Key provisions include:
• State health insurance exchanges
• Government-run, public health insurance option to compete with private insurers to drive costs down
• Individual insurance mandate, with some exceptions for those who cannot afford coverage
• Employers with 25 or fewer employees also exempt from penalties
• Prohibiting insurers from denying coverage based on their health status
• Promoting quality through financial incentives for providers
• Coverage of preventive health services
• Extending coverage for dependent adults until age 26
• No lifetime or annual limits on individual or group health insurance policies
The House Tri-Committee approved its own healthcare reform bill before leaving for the August recess. This bill known as H.R. 3200 was much more hotly debated and was approved in a much closer vote than the HELP Committee’s bill. It seemed unlikely that the bill would pass until several concessions were made to Blue Dog Democrats who had crossed party lines to protest certain provisions in the legislation.
Basic components include:
• Creation of a public insurance option
• Expanding access to health insurance
• Standardized benefits packages
• Provisions to end premium increases or coverage denials for "pre-existing"
conditions
• Eliminating co-pays for preventive care
• "Affordability credits" to make premiums affordable
• Caps on out-of-pocket expenses
• Employer mandate - pay or play
• Guaranteed catastrophic coverage
The Senate Finance Committee was widely viewed as the key to passing meaningful bi-partisan legislation this year. However, after three months of negotiations between the “Gang of Six”– the three Democratic Senators and three Republican Senators who helped craft the legislation– no Republican Senators would publicly support the Chairman’s Mark of the bill. Several key Democrats from both the House and the Senate have publicly stated their disapproval of the legislation in its current form as well. Senator Kennedy’s absence not only leaves Democrats without a statesman that could potentially bridge the partisan divide, but also leaves Senate Democrats one vote short of the sixty needed for a filibuster-proof majority when the debate advances to the floor.
If talks continue to deteriorate between the two parties, Senate Democrats might be willing to pursue the budget reconciliation process which would allow the legislation to pass the Senate with a simple majority instead of 60 votes. Earlier this year, the Senate agreed to a deal that would allow the process if a bill has not passed by October 15th.
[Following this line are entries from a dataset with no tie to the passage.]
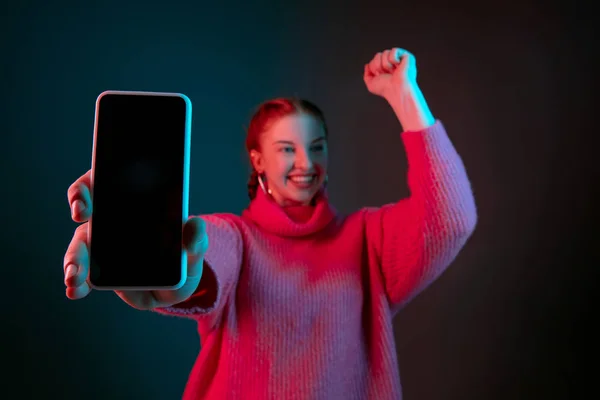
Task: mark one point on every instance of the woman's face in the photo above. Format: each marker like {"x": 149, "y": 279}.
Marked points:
{"x": 293, "y": 158}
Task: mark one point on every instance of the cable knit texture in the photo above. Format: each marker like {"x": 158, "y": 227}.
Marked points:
{"x": 298, "y": 303}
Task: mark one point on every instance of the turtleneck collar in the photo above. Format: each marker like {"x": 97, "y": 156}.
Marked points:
{"x": 292, "y": 221}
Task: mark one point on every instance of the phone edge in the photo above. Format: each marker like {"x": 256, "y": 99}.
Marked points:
{"x": 185, "y": 195}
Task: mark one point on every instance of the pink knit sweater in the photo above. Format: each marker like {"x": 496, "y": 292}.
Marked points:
{"x": 298, "y": 303}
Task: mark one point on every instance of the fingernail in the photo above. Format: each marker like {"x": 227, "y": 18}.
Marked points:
{"x": 70, "y": 271}
{"x": 77, "y": 206}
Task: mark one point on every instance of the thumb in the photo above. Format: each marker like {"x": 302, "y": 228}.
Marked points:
{"x": 195, "y": 241}
{"x": 407, "y": 66}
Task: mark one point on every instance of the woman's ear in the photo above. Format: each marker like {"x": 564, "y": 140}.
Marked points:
{"x": 257, "y": 161}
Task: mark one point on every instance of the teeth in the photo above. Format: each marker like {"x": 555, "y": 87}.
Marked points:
{"x": 302, "y": 179}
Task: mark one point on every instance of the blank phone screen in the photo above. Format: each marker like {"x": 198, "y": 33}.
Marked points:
{"x": 138, "y": 191}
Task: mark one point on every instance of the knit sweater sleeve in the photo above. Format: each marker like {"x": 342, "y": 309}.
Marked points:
{"x": 416, "y": 238}
{"x": 222, "y": 263}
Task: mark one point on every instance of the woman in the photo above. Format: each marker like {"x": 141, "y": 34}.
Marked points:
{"x": 292, "y": 299}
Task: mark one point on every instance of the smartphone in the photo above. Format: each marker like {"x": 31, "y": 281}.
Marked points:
{"x": 140, "y": 189}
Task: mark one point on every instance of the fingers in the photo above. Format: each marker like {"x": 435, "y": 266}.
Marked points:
{"x": 388, "y": 60}
{"x": 80, "y": 199}
{"x": 195, "y": 241}
{"x": 374, "y": 65}
{"x": 76, "y": 265}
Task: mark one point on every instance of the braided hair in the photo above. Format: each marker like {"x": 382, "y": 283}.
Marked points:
{"x": 266, "y": 114}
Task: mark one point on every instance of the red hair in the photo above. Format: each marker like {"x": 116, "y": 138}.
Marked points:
{"x": 269, "y": 112}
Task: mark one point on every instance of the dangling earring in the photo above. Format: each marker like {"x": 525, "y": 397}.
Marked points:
{"x": 262, "y": 185}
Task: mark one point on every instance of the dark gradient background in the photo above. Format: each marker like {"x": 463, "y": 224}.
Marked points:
{"x": 512, "y": 81}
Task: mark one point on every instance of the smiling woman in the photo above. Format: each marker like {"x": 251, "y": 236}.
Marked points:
{"x": 292, "y": 298}
{"x": 287, "y": 145}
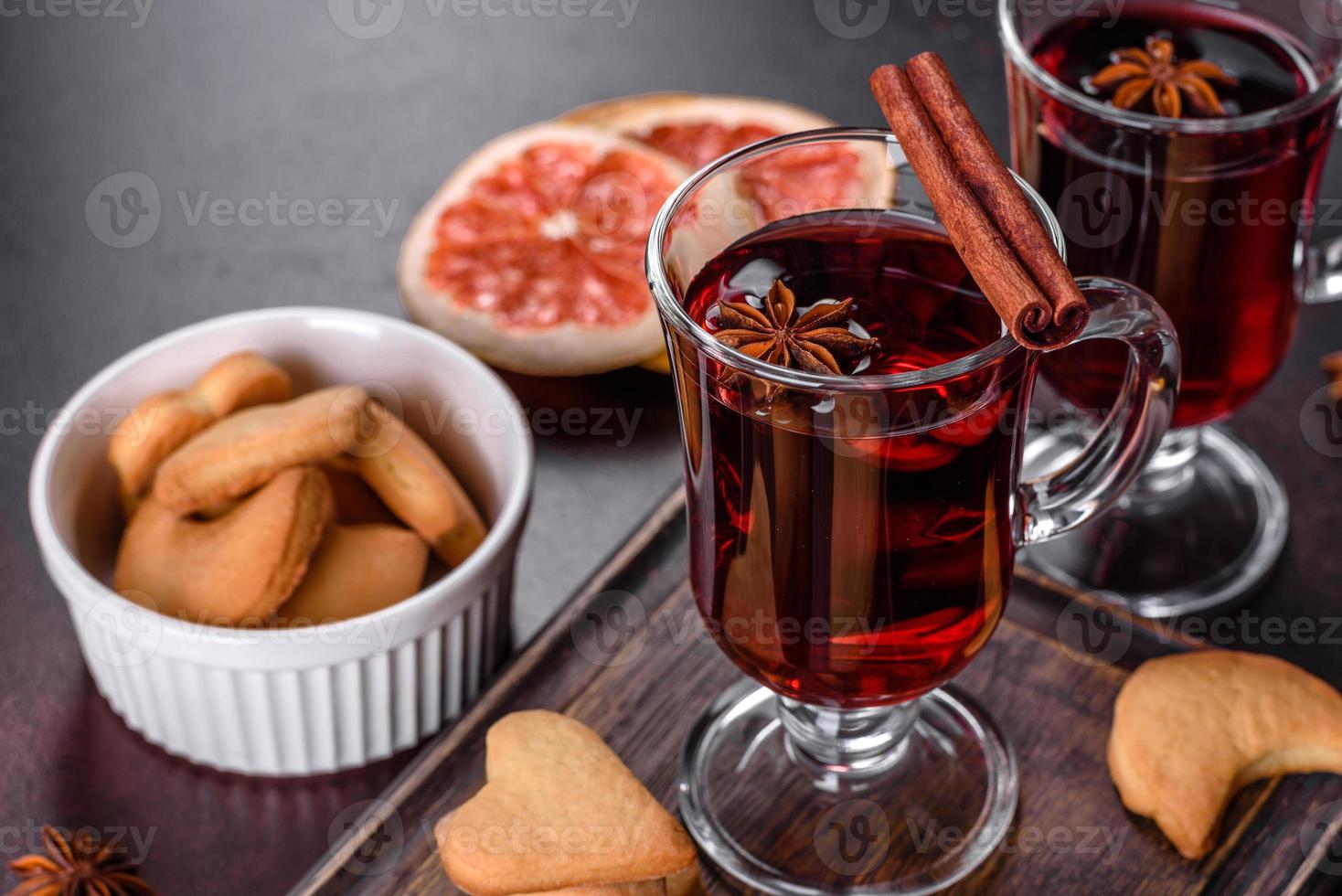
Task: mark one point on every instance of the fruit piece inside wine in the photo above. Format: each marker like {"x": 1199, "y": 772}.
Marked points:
{"x": 854, "y": 550}
{"x": 1207, "y": 223}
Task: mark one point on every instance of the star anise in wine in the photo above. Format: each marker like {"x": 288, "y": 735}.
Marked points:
{"x": 1137, "y": 72}
{"x": 819, "y": 341}
{"x": 78, "y": 867}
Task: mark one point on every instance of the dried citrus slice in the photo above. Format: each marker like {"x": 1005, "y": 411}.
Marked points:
{"x": 530, "y": 254}
{"x": 699, "y": 128}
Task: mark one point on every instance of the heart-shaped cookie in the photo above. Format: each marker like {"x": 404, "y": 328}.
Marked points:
{"x": 1190, "y": 730}
{"x": 559, "y": 810}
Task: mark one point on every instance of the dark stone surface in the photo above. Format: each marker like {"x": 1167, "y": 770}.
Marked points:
{"x": 247, "y": 100}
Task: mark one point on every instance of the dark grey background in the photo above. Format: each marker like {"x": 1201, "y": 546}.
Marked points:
{"x": 241, "y": 98}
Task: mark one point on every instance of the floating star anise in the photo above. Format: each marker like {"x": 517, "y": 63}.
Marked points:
{"x": 819, "y": 341}
{"x": 1137, "y": 72}
{"x": 77, "y": 867}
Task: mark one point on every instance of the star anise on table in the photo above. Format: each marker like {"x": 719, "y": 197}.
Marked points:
{"x": 819, "y": 341}
{"x": 78, "y": 867}
{"x": 1137, "y": 72}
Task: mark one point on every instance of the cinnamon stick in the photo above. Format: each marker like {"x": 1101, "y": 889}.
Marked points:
{"x": 997, "y": 191}
{"x": 1038, "y": 313}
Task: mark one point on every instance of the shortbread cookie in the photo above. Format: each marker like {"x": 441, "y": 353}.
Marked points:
{"x": 585, "y": 820}
{"x": 164, "y": 421}
{"x": 357, "y": 571}
{"x": 237, "y": 569}
{"x": 418, "y": 485}
{"x": 1190, "y": 730}
{"x": 640, "y": 888}
{"x": 246, "y": 450}
{"x": 356, "y": 502}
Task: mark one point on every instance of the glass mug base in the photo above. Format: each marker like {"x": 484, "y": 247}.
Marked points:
{"x": 929, "y": 793}
{"x": 1198, "y": 534}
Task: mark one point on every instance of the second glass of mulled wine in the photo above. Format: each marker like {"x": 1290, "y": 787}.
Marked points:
{"x": 1180, "y": 145}
{"x": 854, "y": 416}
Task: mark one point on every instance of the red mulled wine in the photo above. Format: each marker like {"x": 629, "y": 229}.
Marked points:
{"x": 860, "y": 543}
{"x": 1208, "y": 223}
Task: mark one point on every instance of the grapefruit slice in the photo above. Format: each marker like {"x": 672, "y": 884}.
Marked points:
{"x": 530, "y": 254}
{"x": 699, "y": 128}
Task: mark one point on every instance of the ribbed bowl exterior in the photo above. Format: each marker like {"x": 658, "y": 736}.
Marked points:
{"x": 294, "y": 700}
{"x": 310, "y": 720}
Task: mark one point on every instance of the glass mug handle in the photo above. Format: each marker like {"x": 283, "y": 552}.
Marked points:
{"x": 1324, "y": 272}
{"x": 1092, "y": 482}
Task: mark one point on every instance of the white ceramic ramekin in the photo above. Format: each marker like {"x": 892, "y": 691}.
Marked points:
{"x": 304, "y": 700}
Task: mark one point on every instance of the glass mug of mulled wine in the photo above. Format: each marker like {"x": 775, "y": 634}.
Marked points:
{"x": 855, "y": 502}
{"x": 1180, "y": 145}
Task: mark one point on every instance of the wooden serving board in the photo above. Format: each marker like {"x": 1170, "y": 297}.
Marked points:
{"x": 1049, "y": 688}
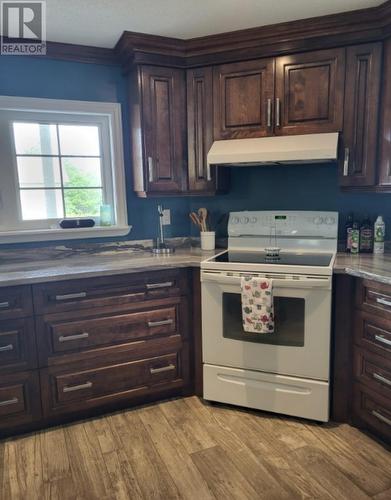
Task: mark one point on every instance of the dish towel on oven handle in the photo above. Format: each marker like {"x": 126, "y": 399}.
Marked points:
{"x": 257, "y": 305}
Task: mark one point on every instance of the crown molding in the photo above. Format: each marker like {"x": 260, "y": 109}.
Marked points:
{"x": 359, "y": 26}
{"x": 76, "y": 53}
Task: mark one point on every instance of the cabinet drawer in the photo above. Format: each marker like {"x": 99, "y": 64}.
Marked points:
{"x": 374, "y": 298}
{"x": 15, "y": 302}
{"x": 19, "y": 399}
{"x": 17, "y": 345}
{"x": 114, "y": 293}
{"x": 59, "y": 336}
{"x": 78, "y": 390}
{"x": 373, "y": 371}
{"x": 373, "y": 333}
{"x": 372, "y": 410}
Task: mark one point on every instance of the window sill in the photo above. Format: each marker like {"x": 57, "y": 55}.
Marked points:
{"x": 62, "y": 234}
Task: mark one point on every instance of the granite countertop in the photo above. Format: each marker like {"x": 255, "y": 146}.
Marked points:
{"x": 87, "y": 265}
{"x": 367, "y": 266}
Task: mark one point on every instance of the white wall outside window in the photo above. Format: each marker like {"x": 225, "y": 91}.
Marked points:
{"x": 59, "y": 159}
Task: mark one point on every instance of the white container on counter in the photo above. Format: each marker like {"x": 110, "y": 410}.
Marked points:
{"x": 207, "y": 240}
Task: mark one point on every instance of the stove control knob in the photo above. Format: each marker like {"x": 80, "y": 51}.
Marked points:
{"x": 318, "y": 220}
{"x": 330, "y": 221}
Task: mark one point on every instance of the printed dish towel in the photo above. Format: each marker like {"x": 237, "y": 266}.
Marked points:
{"x": 257, "y": 305}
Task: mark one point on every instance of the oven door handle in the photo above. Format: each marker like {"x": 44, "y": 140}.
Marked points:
{"x": 324, "y": 283}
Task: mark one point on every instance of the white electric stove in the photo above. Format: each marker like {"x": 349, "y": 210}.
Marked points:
{"x": 286, "y": 371}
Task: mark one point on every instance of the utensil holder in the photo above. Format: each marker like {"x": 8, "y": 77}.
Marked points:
{"x": 207, "y": 240}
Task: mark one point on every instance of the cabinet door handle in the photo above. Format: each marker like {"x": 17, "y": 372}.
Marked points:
{"x": 278, "y": 112}
{"x": 154, "y": 286}
{"x": 80, "y": 387}
{"x": 8, "y": 347}
{"x": 381, "y": 417}
{"x": 68, "y": 296}
{"x": 167, "y": 368}
{"x": 68, "y": 338}
{"x": 208, "y": 173}
{"x": 9, "y": 402}
{"x": 150, "y": 168}
{"x": 346, "y": 162}
{"x": 381, "y": 339}
{"x": 380, "y": 378}
{"x": 269, "y": 113}
{"x": 151, "y": 324}
{"x": 383, "y": 302}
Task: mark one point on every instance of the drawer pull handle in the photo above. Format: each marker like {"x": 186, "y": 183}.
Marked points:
{"x": 384, "y": 302}
{"x": 380, "y": 378}
{"x": 68, "y": 296}
{"x": 151, "y": 324}
{"x": 381, "y": 339}
{"x": 80, "y": 387}
{"x": 167, "y": 368}
{"x": 69, "y": 338}
{"x": 8, "y": 347}
{"x": 346, "y": 163}
{"x": 154, "y": 286}
{"x": 9, "y": 402}
{"x": 381, "y": 417}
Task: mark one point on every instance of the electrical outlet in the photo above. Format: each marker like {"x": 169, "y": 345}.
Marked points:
{"x": 166, "y": 217}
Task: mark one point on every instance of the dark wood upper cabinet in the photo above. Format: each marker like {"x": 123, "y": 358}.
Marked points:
{"x": 158, "y": 114}
{"x": 164, "y": 103}
{"x": 309, "y": 92}
{"x": 361, "y": 111}
{"x": 243, "y": 98}
{"x": 200, "y": 134}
Expect the debate to escalate in the days ahead as the Senate Finance legislation advances towards the floor. With Republicans stating the bill goes too far and Democrats criticizing the bill for not going far enough, Congress will need a near herculean effort to bridge the divide and pass meaningful bi-partisan health care reform this year.
Emdeon Supports Sensible Policies, Practical Solutions
Emdeon supports and promotes sensible public polices and practical solutions that make healthcare efficient. Our goal has been to help reframe the healthcare reform debate and focus on actions we can take today to take costs out of the system. Key areas like administrative simplification, program integrity/fraud and abuse, third party liability cost avoidance and public beneficiary management offer billions in potential annual savings.
The U.S. Healthcare Efficiency Index™, launched by Emdeon in 2008, identified $300 billion in savings over 10 years from automating the most basic healthcare administrative transactions. Emdeon has worked to raise awareness of these potential savings that can free up dollars to pay for delivery of care or offset costs of longer term reforms. Currently all three major bills include provisions in these key areas.